The Serbs? Which Serbs? Most Krajina Serbs had nothing to do with the war in Bosnia, let alone with the atrocities committed there by other Serbs. How, in particular, are the women and children and old people of Krajina -- now terrorized, displaced and universally unlamented -- responsible for the suffering of Sarajevo?

And what was the great crime of the menfolk, for which expulsion is now tacitly considered fit punishment? Yes, they did form a breakaway state within Croatia. Yes, when Croatia itself broke away from Yugoslavia in 1991, they did precipitate a war of independence within Croatia.

But they went to war for good reason. They did not want to live under a people that had massacred their parents. The Croatian state they rebelled against had, from its inception in 1991, adopted many of the symbols -- the coat of arms, the kuma (the Croatian currency) -- and much of the authoritarianism of the first Croatian state, the notorious Nazi puppet state of World War II, a genocidal state with Nuremberg Laws, concentration camps and a monstrous record of ethnic extermination that included the murder of hundreds of thousands of Serbs. (Present-day Bosnia, by the way, was part of that Nazi puppet state, which helps explain why Bosnia's Serbs have demanded independence too.)

The Serbs of Krajina had every reason to fear falling under Croatian sovereignty again. And this week, of course, their fears were borne out. The Croats shelled Serb villages and towns before advancing their armies, thereby terrorizing the population to flight. And once they fled, report U.N. observers in Croatia, refugees were indiscriminately shot at.

Where are the protests? Not only are there no protests, but the government of the United States (and Germany, Croatia's one-time patron) has quietly applauded the Croatian blitzkrieg.

The reason is a simple Realpolitik. This atrocity is a convenient one. It fixes the map. It solves Croatia's Serb problem. It neatly cleanses the Croatian state. It removes an ethnic pocket trapped by history and Tito's maliciously drawn (now internationally recognized) Yugoslav borders.
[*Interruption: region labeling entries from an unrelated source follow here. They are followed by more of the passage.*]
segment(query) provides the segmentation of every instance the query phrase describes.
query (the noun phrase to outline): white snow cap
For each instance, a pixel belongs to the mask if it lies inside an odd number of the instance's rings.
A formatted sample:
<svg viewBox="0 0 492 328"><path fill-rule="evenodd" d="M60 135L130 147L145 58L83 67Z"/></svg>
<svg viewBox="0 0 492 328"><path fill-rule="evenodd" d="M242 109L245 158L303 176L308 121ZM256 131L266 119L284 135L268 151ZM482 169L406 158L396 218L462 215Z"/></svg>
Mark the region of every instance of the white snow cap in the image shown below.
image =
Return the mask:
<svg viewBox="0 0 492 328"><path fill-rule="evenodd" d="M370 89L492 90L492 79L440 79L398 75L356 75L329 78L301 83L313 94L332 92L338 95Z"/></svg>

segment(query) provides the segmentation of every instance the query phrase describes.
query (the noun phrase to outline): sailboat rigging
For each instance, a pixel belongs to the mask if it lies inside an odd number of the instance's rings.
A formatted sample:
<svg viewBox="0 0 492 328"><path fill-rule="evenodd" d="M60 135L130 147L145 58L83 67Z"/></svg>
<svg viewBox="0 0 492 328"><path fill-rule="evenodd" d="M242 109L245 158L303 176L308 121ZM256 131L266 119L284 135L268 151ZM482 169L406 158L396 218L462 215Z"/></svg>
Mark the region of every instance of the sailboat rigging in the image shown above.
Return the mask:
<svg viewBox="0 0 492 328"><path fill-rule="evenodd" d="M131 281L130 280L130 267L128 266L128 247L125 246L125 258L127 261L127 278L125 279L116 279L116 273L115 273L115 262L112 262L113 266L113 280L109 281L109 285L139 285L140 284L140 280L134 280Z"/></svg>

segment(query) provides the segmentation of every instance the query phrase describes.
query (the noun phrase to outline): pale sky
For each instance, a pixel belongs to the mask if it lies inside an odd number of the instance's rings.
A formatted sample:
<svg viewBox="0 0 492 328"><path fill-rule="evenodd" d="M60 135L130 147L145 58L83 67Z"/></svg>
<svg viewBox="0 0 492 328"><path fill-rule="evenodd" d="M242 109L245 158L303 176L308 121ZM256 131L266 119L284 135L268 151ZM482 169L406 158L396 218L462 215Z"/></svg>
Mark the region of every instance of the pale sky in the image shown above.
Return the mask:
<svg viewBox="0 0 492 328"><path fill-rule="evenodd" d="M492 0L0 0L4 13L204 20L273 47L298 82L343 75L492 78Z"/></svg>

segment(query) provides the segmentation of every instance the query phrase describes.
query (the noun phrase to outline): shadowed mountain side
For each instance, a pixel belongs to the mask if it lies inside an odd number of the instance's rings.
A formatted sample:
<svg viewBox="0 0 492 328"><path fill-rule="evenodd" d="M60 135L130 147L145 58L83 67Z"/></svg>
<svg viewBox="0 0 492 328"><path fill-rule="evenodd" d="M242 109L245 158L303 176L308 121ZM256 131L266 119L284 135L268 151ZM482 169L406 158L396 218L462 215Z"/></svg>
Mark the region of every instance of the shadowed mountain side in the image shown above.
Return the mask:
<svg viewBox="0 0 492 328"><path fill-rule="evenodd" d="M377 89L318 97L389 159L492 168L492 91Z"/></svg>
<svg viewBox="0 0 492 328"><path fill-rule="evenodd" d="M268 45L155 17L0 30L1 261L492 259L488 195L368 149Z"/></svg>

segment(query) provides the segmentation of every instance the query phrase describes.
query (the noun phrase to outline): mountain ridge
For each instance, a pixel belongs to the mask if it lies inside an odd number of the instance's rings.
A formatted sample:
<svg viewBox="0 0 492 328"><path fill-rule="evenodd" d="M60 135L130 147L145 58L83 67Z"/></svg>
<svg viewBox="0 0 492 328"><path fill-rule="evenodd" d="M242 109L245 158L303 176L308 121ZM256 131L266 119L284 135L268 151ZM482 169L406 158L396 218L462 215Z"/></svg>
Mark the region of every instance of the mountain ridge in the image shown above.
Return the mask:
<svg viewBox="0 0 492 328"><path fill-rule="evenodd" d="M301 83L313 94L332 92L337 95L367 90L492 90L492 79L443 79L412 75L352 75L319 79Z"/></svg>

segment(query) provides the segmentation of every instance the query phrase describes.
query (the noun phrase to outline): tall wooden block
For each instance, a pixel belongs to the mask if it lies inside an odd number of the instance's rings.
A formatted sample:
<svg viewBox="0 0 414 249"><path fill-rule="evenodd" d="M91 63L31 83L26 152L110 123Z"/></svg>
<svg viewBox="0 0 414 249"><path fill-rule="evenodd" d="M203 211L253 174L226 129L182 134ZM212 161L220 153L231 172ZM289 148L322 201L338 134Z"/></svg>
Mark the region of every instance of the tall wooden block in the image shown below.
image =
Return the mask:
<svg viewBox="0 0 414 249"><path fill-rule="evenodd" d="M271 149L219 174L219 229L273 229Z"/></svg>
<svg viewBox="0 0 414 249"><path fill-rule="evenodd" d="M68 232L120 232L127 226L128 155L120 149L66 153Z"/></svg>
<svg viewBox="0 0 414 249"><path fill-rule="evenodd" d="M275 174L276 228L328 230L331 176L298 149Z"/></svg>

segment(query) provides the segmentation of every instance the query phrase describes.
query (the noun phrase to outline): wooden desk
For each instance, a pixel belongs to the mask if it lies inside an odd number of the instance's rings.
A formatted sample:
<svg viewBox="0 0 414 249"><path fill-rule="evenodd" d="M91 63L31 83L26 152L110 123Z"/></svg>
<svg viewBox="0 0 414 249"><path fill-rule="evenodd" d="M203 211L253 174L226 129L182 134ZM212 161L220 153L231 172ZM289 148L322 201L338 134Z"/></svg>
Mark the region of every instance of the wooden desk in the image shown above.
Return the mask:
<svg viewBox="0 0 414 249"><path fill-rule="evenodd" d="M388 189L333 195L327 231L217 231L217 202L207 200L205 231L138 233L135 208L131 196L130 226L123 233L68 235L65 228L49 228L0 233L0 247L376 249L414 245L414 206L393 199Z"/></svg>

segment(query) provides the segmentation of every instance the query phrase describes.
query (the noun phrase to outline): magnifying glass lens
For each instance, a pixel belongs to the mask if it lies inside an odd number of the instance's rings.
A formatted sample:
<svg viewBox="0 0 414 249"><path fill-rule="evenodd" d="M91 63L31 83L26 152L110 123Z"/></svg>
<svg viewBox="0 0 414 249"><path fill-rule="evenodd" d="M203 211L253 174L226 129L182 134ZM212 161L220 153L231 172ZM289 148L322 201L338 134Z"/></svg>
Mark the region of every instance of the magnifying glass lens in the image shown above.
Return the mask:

This ethnic cleansing, President Clinton and his aides have indicated quite candidly, might make a Balkan settlement more possible.

Well then. It seems we have a new moral calculus for former Yugoslavia: Ethnic cleansing will be tolerated if it might help end the war. This is the logic: (1) The paramount moral imperative in former Yugoslavia is to end the fighting. (2) Given the history of these three peoples -- Serb, Croat and Muslim -- the only way to end it is by grouping ethnic populations within contiguous lines. (3) We don't care which lines so long as they separate the groups within reasonably defensible territory. And (4) if people -- 150,000 Krajina Serbs, for example -- need to be ethnically cleansed, so be it.

The Bosnia moralists -- those who denounce our refusal to help Bosnia's Muslims -- have long objected to such cold and cynical logic. Given their hypocrisy regarding the Krajina Serbs, however, it is hard to see how they can maintain their objection. There is either one moral standard regarding ethnic cleansing or none. There cannot be two.

Perhaps shame over the fate of the Krajina Serbs will now inject a note of realism into the overheated American debate about Bosnia. Perhaps it will put an end to the moral preening of those, who, in order to encourage American intervention, have played on Muslim victimhood exclusively, grotesquely invoking the Holocaust to create a morality play in which the Serbs are the Nazis and the Muslims are the Jews.

There are are many sides to the conflict in former Yugoslavia, and, both past and present, more than one victim.

Charles Krauthammer wrote a weekly political column that ran on Fridays. He died on June 21, 2018.